IMPACTO NO SIN

Jogos do Brasil na Copa provocaram corte de 50 GWh de energia renovável

Painéis solares e torres eólicas em operação no Brasil.
Levantamento aponta que restrições de energia foram mais intensas durante partidas diurnas da seleção.

As partidas da seleção reduziram o consumo nacional e levaram o ONS a restringir a geração para garantir a estabilidade do Sistema Elétrico Nacional.

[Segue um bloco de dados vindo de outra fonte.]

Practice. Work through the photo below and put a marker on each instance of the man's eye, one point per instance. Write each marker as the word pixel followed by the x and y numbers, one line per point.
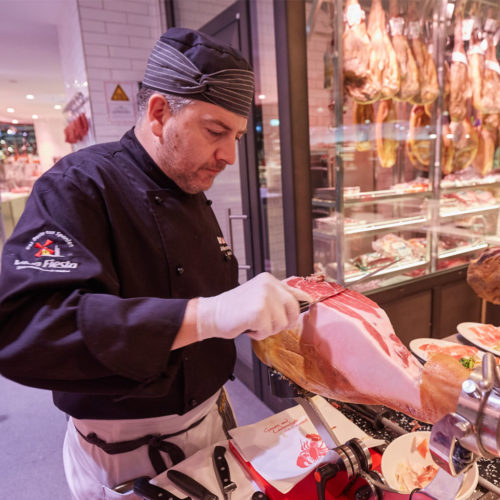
pixel 215 133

O ONS (Operador Nacional do Sistema Elétrico) determinou a restrição de 50,4 GWh de geração solar e eólica durante os 10 horas em que a seleção brasileira esteve em campo pela Copa do Mundo da Fifa. A medida, necessária para manter o equilíbrio entre oferta e demanda e preservar a segurança do Sistema Elétrico Nacional, ocorreu ao longo das 5 partidas disputadas pelo time, conforme dados analisados nesta domingo, 12/07/2026.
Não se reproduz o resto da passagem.